Reprinted by permission from Macmillan Publishers Ltd: Vivanco I, Sawyers C. The phosphatidylinositol 3-Kinase AKT pathway in human cancer. Nat Rev Cancer 2002;2(7):489–501.

Many of these cancers have been found to have either mutations in the p85 or p110 subunits or they exhibit a loss of function mutation in PTEN which then leads to unregulated activation of Akt (2, 3). Pulmonary carcinoid cells have been shown to contain high levels of phosphorylated Akt at baseline and when treated with an Akt specific siRNA, they demonstrated decreased growth (16). The same findings were seen in gastrointestinal carcinoid cells and these tumors have been shown to have a loss of PTEN function (5, 17, 18). Similarly, upregulation of the PI3K-Akt pathway via a loss of PTEN has been implicated in the development of up to 15% of small cell lung cancers (19, 20).

Due to the many steps involved in the PI3K-Akt pathway, it provides many approaches for the treatment of neuroendocrine malignancies. Two PI3K inhibitors, LY294002 and wortmannin, have been studied in human cancer cells, but LY294002 has been examined in detail as a potential therapy for gastrointestinal and pulmonary carcinoids as well as small cell lung cancers. These inhibitors specifically target the p110 subunit. In a study by Krystal and colleagues, they found that treatment with a PI3K inhibitor let to decreased growth and apoptosis of small cell lung cancer cells, but more importantly it increased the sensitivity of the cells to etoposide chemotherapy (4). In a pulmonary carcinoid cell line, treatment with LY294002 led to decreased growth of cancer cells, as well as decreased expression of the neuroendocrine tumor markers, ASCL-1 and CgA (16). Similar findings have been discovered in gastrointestinal carcinoid cells (5).

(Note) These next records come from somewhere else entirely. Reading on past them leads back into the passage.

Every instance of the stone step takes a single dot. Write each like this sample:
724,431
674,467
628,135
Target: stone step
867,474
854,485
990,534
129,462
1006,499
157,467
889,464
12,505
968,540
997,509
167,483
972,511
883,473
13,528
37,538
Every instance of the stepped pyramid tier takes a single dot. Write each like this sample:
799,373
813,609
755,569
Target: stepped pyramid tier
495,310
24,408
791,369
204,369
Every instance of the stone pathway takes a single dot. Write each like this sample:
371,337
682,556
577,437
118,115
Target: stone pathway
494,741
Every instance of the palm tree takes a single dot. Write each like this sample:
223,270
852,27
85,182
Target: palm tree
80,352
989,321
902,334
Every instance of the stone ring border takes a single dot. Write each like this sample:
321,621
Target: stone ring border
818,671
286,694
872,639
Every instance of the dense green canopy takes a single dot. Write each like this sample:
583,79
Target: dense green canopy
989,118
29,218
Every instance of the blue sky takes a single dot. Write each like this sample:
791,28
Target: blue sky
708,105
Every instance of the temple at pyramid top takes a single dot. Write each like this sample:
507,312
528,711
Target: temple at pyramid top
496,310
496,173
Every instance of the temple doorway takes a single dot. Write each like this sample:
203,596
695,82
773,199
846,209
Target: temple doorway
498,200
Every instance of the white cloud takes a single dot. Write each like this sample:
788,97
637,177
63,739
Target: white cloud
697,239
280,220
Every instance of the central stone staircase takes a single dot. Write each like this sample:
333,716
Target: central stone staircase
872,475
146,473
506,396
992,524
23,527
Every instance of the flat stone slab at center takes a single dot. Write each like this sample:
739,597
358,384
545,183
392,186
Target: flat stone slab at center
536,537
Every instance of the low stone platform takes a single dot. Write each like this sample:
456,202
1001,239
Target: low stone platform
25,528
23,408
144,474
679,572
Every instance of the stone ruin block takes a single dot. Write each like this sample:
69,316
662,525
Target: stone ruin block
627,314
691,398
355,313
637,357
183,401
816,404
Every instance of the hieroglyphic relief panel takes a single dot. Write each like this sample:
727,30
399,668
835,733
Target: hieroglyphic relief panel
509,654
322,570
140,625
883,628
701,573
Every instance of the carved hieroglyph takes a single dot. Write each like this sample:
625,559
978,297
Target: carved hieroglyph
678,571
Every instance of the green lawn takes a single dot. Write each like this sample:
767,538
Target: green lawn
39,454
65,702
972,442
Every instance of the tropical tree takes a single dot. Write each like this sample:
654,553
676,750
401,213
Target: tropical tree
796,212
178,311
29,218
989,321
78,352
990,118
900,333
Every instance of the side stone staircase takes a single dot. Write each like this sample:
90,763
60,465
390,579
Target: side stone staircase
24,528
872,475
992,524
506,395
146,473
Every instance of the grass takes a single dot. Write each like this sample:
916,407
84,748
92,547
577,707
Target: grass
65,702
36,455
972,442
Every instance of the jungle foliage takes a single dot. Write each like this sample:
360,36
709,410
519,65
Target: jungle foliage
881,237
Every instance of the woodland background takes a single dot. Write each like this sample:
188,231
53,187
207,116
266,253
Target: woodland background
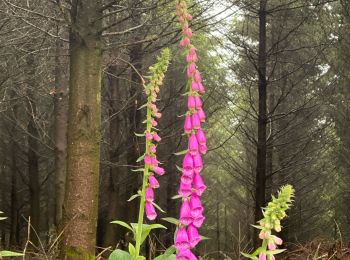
303,133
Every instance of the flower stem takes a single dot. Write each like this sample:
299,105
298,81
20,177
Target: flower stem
144,186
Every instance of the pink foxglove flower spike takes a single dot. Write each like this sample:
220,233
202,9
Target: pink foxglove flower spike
191,185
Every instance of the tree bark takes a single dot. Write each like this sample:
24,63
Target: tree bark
60,128
84,133
262,117
33,172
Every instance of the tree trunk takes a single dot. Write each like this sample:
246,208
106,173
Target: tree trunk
33,172
116,206
262,118
14,229
61,118
84,133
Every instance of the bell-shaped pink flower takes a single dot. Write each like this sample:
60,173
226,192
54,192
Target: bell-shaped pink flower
187,162
201,115
271,245
196,206
193,145
159,170
198,101
191,58
184,255
185,213
185,190
154,123
188,177
201,88
188,124
149,136
148,159
262,256
191,102
201,138
188,33
203,148
192,51
193,235
152,149
197,163
153,182
150,211
197,76
198,221
191,69
149,194
195,86
156,137
154,161
196,122
184,42
198,184
277,240
181,239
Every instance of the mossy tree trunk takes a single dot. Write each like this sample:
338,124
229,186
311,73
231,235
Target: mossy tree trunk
260,187
84,122
60,128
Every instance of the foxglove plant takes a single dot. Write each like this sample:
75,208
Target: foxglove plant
151,167
273,214
191,184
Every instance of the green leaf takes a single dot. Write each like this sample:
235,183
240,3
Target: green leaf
158,207
204,238
146,229
181,152
133,197
172,221
275,252
179,168
165,257
138,170
168,254
249,256
257,226
9,253
176,197
144,105
140,158
120,255
122,223
132,249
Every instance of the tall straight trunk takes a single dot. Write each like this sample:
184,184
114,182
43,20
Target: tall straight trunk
269,150
33,172
60,128
136,55
14,228
218,227
32,154
116,206
84,133
262,117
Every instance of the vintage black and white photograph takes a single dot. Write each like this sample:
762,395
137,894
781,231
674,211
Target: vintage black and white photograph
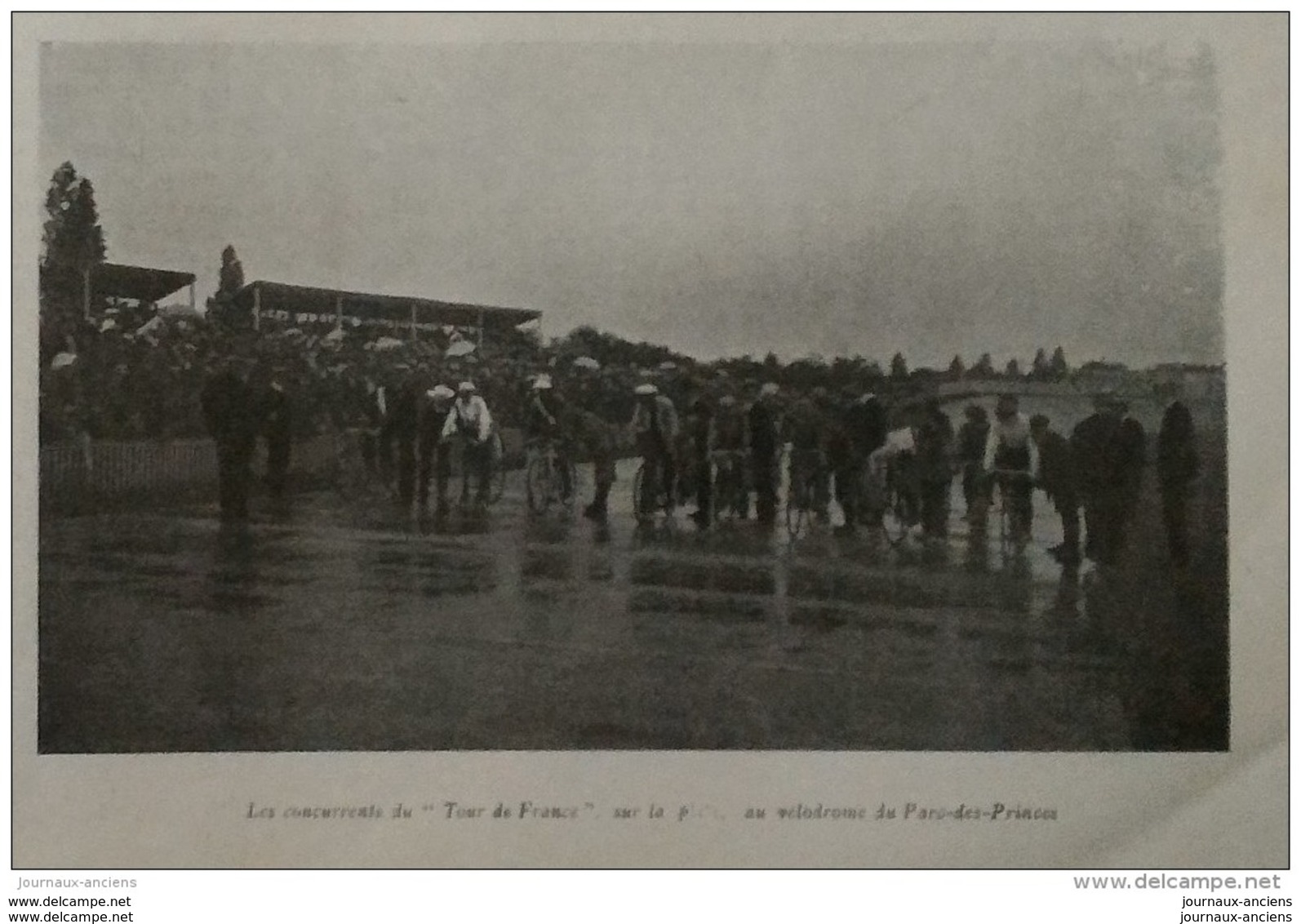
597,396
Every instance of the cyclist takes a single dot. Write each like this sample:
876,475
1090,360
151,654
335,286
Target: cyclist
655,433
970,457
808,435
867,424
731,444
543,415
1058,479
470,422
435,460
1011,449
935,435
400,431
894,466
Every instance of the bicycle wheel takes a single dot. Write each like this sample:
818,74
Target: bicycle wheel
538,486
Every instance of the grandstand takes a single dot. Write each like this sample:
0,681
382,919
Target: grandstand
371,313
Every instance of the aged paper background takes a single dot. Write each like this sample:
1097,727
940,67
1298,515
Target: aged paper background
1130,810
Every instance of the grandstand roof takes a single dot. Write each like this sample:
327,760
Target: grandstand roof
302,298
144,284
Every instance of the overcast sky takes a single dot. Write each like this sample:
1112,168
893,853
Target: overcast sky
721,199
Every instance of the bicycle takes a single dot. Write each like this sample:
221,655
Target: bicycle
727,475
804,494
544,481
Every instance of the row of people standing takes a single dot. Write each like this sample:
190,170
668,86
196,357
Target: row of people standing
240,406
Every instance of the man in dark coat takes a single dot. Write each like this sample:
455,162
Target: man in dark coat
1176,469
433,451
764,446
1058,479
700,433
1108,455
935,436
232,414
868,424
972,438
402,411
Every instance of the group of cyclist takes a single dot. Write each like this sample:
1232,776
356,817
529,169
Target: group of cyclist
873,455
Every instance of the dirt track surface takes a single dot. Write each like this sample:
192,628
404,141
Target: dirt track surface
354,626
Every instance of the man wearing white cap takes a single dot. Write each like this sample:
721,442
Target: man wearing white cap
543,424
435,459
470,422
655,429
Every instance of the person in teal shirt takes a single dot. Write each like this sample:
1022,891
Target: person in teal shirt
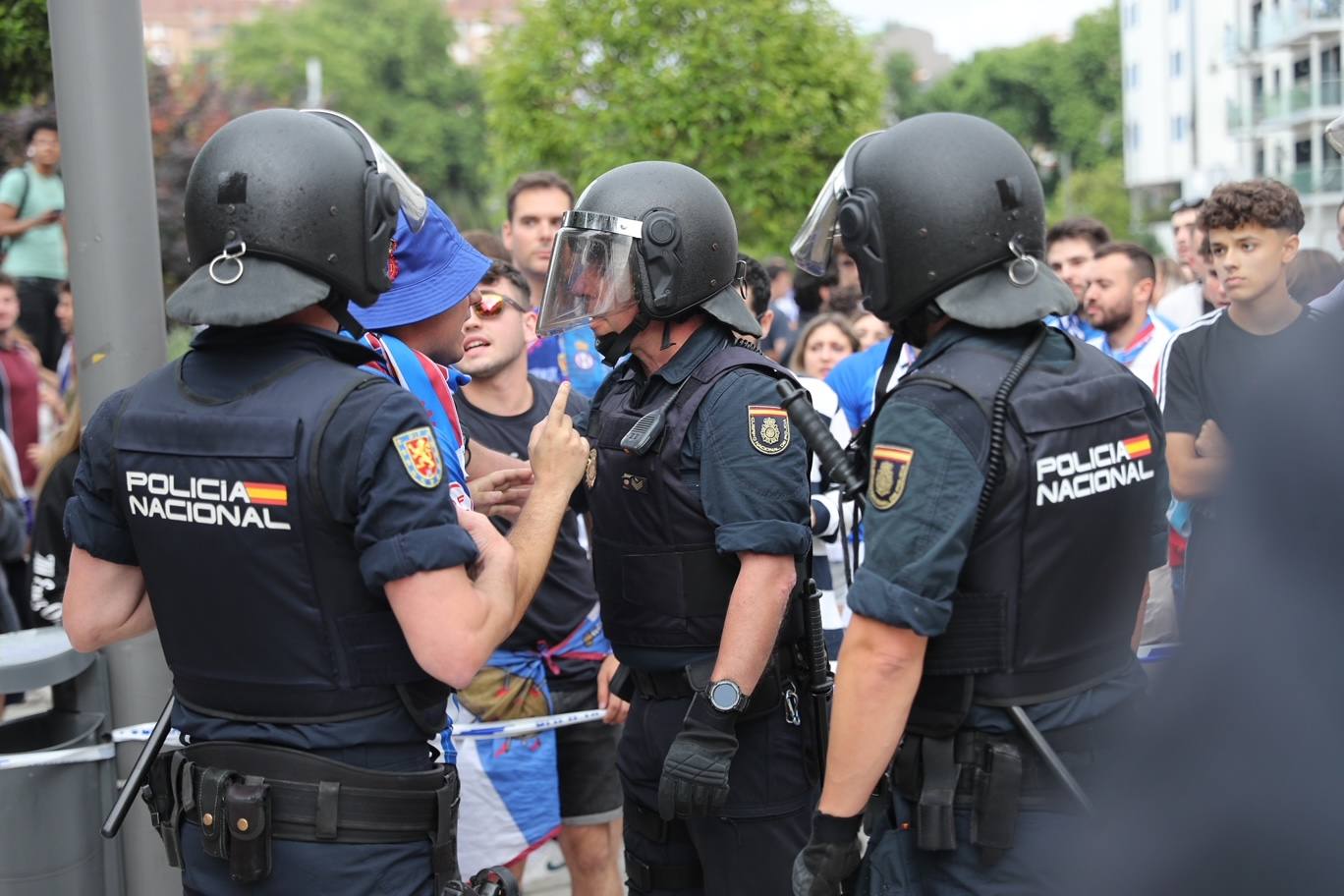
32,238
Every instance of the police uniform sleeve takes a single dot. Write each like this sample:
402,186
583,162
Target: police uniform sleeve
924,486
1178,390
401,526
1160,531
94,520
753,488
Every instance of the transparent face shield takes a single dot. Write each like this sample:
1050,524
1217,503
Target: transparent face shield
811,249
413,197
595,271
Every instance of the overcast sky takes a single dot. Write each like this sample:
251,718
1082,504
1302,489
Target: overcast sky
960,28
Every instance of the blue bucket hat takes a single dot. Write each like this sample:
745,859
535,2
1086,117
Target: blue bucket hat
433,269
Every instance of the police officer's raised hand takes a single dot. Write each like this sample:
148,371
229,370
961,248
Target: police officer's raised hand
695,774
829,858
555,449
616,708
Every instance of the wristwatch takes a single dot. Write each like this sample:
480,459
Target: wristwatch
726,696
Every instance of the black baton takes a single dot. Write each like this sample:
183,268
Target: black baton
1051,757
835,463
820,680
136,779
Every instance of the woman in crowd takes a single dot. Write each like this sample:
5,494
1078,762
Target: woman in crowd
824,343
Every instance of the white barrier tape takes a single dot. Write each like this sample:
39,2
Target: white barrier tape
523,727
94,753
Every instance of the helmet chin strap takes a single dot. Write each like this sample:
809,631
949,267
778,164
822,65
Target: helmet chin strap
613,347
339,308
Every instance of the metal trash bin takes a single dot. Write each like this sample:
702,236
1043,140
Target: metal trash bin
57,772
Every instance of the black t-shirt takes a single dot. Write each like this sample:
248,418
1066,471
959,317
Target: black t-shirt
1207,372
1211,365
567,591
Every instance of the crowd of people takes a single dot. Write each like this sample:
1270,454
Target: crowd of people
463,326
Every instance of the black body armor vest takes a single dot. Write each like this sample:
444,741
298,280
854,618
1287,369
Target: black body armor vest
661,581
256,591
1047,599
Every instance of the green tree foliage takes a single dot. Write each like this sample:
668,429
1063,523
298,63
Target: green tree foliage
1096,193
389,68
760,97
902,84
1062,98
25,51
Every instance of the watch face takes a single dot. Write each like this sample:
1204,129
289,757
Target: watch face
725,696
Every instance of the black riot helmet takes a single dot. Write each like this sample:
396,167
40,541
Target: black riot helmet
289,208
652,234
928,204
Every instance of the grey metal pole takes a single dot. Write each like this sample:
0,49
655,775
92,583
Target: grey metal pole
98,58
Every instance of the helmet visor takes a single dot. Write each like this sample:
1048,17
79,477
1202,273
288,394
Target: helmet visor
1335,135
594,273
413,197
811,249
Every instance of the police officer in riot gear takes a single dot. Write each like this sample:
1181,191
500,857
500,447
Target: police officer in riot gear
1015,497
314,589
700,500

One of the downstream targets of both the PI3K-Akt pathway and the Ras/Raf/MEK/ERK pathway, the mammalian target of rapamycin (mTOR), has been a focus in treatment of neuroendocrine tumors. mTOR is a serine/threonine kinase that has been shown to regulate cell proliferation and apoptosis and treatment of carcinoid cells with the mTOR inhibitor, Rapamycin, has been shown to decrease tumor growth both in vitro and in vivo (21). Two Rapamycin derivatives, Temsirolimus and Everolimus, have been tested in multicenter, phase II clinical trials on patients with neuroendocrine tumors with some promising results. In initial studies published on Temsirolimus, 63.9% of patients had either a partial response to treatment or stable disease for at least two months (22). The Everolimus study had similar initial results with 92% of patients having stable disease or a partial response to treatment (23). Based on these finding, further clinical trials of these compounds are ongoing.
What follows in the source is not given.